El filósofo y sociólogo alemán Axel Honneth sostiene que la violencia surge de la falta de reconocimiento. En las periferias invisibilizadas, en los pueblos minimizados y en culturas relegadas, el narco encontró una grieta por donde ampliar su poder. Hoy no solo trafica sustancias, también produce artistas, financia videoclips, controla festivales y difunde discursos. Un caso ilustrativo es el de Del Records, sello con el que Peso Pluma trabajó al inicio de su carrera y cuyo fundador ha sido investigado en Estados Unidos por presuntos vínculos con el Cártel Jalisco Nueva Generación.
Pero ¿de verdad los narcocorridos son responsables de la violencia? En entrevista con The New York Times, el cantante Jesús Eulogio Sosa, líder de Los Buitres de Culiacán Sinaloa, responde:
"La solución es educación. Porque decir que tú vas a querer ser narcotraficante por escuchar un corrido, es tanto como decir que vas a ver los Avengers y vas a querer salir del cine y ser un superhéroe."
Más allá del debate moral sobre el contenido de estas canciones, lo verdaderamente preocupante es el vacío cultural que el narco ha sabido ocupar. Cuando el Estado abandona su responsabilidad de fomentar las artes, la educación estética y la construcción simbólica desde lo comunitario, otros actores —con recursos y objetivos distintos— toman su lugar.
Desde el sexenio de Enrique Peña Nieto hasta la actual administración de Claudia Sheinbaum, los presupuestos asignados a la Secretaría de Cultura han permanecido estancados o incluso disminuido en términos reales. No ha habido un aumento sustantivo que denota una preocupación genuina por fortalecer el ecosistema cultural ni por ofrecer alternativas sostenidas para artistas, gestores y comunidades creativas.
Autores como Pierre Bourdieu y Néstor García Canclini lo advirtieron con claridad: cuando se retiran las políticas públicas de fomento cultural, los vacíos simbólicos no se quedan vacíos, sino que se llenan con las narrativas que sí tienen medios para difundirse. Y en México, esas narrativas hoy muchas veces vienen del narco.
También lo menciona Noela Sala Sharim, Ex Subsecretaria de Cultura y las Artes en Chile, “la cultura posee el poder de un pegamento especial y muy eficiente, en ese espacio tan delicado, que nos devuelve la posibilidad de habitar juntos más allá de nuestras diferencias.”
Pero hay caminos posibles. En la década de los 90, Medellín era considerada la ciudad más violenta del mundo. Su transformación comenzó con una estrategia basada en la cultura, la educación y el espacio público: bibliotecas en las comunas, casas de música, programas comunitarios, murales y parques. El modelo fue replicado en Brasil con los Centros Compaz, donde la cultura, el deporte y la formación comunitaria tejieron nuevas formas de convivencia.

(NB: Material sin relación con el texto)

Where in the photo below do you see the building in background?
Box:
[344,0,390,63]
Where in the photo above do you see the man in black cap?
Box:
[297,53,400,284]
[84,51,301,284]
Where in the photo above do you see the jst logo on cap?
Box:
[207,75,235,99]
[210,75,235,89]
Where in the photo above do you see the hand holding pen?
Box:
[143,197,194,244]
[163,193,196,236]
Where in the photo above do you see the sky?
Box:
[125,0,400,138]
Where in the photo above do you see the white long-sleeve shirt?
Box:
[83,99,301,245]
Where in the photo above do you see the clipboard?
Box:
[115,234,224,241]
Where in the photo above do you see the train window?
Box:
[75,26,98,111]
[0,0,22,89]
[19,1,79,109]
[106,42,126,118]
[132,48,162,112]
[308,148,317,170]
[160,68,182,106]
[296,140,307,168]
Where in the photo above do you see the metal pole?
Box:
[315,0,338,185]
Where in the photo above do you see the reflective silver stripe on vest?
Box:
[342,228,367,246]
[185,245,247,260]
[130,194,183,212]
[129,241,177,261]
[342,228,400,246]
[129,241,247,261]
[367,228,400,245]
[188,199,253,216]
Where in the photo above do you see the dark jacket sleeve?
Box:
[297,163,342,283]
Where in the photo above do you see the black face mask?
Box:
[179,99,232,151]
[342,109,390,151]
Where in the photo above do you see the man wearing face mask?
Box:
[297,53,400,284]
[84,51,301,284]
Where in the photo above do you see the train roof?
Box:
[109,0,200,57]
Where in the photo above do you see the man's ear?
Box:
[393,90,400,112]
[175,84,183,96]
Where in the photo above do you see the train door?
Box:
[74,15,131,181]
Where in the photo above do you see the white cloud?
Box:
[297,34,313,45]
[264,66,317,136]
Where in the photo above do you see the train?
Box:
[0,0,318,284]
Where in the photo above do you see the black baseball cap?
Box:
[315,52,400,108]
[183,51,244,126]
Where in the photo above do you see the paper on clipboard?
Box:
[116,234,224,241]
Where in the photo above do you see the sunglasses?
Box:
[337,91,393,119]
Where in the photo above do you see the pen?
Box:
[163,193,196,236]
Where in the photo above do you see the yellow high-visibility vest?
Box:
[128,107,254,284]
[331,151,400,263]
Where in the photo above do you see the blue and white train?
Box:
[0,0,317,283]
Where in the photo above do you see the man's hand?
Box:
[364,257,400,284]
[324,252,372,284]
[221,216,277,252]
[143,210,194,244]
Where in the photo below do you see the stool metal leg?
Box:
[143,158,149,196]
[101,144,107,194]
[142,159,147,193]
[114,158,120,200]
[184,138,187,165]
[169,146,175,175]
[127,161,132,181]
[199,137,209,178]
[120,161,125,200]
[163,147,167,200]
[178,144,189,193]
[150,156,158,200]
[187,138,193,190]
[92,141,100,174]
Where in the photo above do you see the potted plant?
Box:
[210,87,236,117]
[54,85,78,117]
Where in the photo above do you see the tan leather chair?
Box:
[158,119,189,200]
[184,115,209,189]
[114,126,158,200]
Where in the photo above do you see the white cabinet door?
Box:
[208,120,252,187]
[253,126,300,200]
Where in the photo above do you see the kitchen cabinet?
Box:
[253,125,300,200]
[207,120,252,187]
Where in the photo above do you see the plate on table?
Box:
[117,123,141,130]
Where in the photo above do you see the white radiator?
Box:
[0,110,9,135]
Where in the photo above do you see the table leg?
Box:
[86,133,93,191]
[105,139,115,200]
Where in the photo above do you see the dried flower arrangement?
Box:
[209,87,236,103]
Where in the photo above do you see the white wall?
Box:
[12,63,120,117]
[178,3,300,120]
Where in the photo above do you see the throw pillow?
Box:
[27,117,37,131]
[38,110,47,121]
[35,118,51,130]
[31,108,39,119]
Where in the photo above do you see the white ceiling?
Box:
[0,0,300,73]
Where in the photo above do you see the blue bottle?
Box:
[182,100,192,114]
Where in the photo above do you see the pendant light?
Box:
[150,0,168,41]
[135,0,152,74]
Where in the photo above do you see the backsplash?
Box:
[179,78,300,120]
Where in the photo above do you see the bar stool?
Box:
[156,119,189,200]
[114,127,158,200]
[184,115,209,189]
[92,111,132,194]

En México, proyectos como las UTOPÍAS en Iztapalapa —impulsadas por Clara Brugada— retoman esa inspiración: centros integrales que reúnen teatro, fotografía, muralismo, deporte, salud y oficios. Son una muestra concreta de cómo la cultura, si se entiende como política pública y no como entretenimiento accesorio, puede ser parte de una estrategia real de paz.
¿Qué pasaría si el Estado invirtiera en cultura con la misma seriedad con la que invierte en seguridad o infraestructura? Tal vez empezaríamos a recuperar el terreno simbólico que hoy está en disputa. Porque no se trata solo de prohibir canciones, sino de ofrecer otras que también valga la pena cantar.